Anna Derey-Wilson
Battling the Beast
Each day you bring me a wound:
the drill gun whining into the palm,
the way the workrazor separates
skin from muscle or the hammer
sheers nail from bed, and I think
of this as a nation—a strange scar map
like the heavens burrowed into
your flesh and left me directions.
But of course, before there’s a scar
there’s a wound, and stitches, and
the infection flares under the surface
like a secret forge.
You make houses and I make you a
hero because the people who move in don’t
know how much blood is spilled in
their foundations, walls, roofs, how it
drips from your fingers to your cigarette
to the ground. They don’t know you
were there
to see the tree-feller die. It happened like this:
a bad cut in the wood and
then in disaster-hyper-slo-mo: the splintering
trunk hit the back of his head.
When you come home, the wound
rolls off your tongue – the bloody grey
sputtering from his nostrils,
job boss screaming about insurance,
trying to get a dying man to sign
against a lawsuit—how the police slammed
the boss against the hood of his car
just to shut him up,
how the ambulance left without lights.
And I can’t look at you straight on.
I have to cock my head and squint, cross
my eyes or my heart, because here
you are, bleeding into my open palm
burning through the ibuprofen and the
neosporin. Tomorrow the
tree-fellers will demand double or
quit and you’ll put the last of the piping
into this dream home, lawn like
its own nation, no map and no markers
for the fallen, and the job trucks will pack out
to take the war elsewhere.
Fool’s Gold
The summer after kindergarten
the cicadas grow thick on the trees
and I am sure they might be butterflies
cocooned like that
until
right there on the aluminum monkey bars
one splits the back of her shell and sits drying
her eyes as big as the heads of pins.
I go to tell to my father that the aliens are hatching.
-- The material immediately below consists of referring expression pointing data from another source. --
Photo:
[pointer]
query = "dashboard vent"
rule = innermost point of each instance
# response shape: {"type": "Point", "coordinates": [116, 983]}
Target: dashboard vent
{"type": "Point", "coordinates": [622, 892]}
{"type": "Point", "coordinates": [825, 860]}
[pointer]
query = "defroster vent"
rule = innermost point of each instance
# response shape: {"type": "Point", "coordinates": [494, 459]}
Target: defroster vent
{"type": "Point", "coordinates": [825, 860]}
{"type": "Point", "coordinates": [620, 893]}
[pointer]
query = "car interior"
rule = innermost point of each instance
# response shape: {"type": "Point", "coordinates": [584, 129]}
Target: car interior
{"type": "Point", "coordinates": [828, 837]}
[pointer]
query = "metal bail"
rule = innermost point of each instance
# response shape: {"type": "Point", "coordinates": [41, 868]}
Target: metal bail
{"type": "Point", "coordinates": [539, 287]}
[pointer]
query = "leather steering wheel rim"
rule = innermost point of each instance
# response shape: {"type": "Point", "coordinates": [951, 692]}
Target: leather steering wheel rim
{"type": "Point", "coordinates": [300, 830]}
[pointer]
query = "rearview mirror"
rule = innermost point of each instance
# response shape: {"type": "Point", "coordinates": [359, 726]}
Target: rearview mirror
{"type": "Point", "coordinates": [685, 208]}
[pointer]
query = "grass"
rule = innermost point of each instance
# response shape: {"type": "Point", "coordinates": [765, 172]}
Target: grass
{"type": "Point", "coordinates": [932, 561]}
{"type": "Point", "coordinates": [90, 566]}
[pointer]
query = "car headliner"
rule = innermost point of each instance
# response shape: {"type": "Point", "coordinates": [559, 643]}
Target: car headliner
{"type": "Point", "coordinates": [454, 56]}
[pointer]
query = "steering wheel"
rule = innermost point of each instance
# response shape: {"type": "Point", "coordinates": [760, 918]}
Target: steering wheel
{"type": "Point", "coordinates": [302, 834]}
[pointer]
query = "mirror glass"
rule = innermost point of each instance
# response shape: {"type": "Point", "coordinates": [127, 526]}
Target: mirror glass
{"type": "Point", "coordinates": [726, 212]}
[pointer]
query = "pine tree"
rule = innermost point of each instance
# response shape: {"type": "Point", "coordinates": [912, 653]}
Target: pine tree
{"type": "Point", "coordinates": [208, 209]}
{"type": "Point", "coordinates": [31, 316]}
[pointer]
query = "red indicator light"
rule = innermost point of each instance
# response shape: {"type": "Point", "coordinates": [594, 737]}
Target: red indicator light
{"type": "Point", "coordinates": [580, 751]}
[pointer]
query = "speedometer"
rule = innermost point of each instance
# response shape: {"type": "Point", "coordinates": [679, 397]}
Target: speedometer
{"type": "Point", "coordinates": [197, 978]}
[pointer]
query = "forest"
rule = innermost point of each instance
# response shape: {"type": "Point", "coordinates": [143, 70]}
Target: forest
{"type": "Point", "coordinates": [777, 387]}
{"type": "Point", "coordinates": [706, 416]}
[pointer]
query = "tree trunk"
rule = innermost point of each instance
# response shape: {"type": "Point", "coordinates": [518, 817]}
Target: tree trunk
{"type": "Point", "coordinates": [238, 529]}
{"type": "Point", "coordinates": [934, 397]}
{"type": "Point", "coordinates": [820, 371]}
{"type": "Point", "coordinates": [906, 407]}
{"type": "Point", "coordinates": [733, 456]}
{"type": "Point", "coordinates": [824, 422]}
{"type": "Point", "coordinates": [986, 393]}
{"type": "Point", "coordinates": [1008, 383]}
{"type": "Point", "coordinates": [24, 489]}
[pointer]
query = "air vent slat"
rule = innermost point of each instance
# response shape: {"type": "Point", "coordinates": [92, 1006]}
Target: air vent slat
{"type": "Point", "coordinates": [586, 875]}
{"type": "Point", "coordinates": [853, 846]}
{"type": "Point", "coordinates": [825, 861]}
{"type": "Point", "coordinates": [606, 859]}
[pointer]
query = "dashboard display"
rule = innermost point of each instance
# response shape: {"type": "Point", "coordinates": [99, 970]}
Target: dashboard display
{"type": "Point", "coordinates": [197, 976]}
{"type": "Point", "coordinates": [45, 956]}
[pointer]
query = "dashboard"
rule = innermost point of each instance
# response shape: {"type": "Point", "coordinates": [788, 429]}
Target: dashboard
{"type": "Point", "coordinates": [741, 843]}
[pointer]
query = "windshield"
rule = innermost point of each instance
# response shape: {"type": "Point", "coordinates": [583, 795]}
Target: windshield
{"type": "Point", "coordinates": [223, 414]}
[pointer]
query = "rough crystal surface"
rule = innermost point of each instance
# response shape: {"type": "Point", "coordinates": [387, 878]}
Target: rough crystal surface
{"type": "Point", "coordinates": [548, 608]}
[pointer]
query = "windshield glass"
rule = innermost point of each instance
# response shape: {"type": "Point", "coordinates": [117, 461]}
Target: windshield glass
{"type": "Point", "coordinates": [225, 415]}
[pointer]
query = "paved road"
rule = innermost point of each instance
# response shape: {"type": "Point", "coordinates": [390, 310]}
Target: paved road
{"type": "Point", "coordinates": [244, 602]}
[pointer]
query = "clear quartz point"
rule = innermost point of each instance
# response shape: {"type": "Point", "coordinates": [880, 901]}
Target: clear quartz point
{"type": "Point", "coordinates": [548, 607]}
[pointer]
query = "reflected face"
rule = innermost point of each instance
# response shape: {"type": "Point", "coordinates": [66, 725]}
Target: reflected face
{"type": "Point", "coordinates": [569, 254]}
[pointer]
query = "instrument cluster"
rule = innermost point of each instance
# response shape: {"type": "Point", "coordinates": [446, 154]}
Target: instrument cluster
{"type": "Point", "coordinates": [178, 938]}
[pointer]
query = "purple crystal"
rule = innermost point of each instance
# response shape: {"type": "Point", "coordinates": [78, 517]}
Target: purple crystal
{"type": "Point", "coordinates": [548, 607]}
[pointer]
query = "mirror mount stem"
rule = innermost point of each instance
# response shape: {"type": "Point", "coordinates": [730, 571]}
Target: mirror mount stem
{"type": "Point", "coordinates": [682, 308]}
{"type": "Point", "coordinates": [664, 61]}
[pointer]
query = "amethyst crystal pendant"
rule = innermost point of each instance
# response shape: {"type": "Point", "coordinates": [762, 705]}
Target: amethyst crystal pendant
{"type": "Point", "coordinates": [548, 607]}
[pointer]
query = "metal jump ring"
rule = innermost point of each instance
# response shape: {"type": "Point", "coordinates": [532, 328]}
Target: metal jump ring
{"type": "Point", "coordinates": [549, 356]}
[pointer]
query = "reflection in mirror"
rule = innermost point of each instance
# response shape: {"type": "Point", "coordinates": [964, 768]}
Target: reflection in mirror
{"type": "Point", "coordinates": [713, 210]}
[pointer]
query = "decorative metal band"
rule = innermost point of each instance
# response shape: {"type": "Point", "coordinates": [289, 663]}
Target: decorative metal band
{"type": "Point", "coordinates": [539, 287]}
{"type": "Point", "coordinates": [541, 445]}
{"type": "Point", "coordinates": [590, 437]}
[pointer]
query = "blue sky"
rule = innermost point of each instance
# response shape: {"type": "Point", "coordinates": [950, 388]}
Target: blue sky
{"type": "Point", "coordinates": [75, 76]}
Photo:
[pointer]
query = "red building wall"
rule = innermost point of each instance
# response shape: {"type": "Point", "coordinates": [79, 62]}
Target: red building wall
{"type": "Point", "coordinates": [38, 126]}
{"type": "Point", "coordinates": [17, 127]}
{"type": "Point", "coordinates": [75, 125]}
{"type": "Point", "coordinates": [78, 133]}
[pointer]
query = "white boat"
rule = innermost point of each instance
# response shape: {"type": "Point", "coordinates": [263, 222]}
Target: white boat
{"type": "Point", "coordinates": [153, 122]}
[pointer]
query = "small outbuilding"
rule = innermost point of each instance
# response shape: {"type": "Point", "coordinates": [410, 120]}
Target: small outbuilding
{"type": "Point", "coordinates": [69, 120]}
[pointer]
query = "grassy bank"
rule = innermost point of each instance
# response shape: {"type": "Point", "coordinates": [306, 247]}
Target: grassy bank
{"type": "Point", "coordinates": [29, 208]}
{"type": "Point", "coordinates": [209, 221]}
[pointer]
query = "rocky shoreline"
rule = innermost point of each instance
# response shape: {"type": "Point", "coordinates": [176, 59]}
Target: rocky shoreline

he shows me how to hold her,
to put my hand in front of her and wait
until she climbs it, her small clawed feet
tickling my palm.
he tells me to avoid the neighbors with the tire swing
I learn the hard way they trick younger kids
into sitting on it and spin them till they throw up
after that they never wave to me again.
he tells me to memorize my phone number
my address the way to spell my name
the way to say his name, which is not “dad”
but more confusing set of syllables
he hints that all dads have these names
and each one is different.
the roads here have cubes of pyrite
and when the sun is hot enough to melt the asphalt
he picks them out with a pocket knife
we keep them in a greeting card box
as though we are not fools
as though this is the kind of gold the future might need.
Anna Derey-Wilson is an MFA candidate at Minnesota State University, Mankato. When not writing, she enjoys skiing, kickboxing, and exploring the outdoors. You can find her on Instagram at @anderronadventures.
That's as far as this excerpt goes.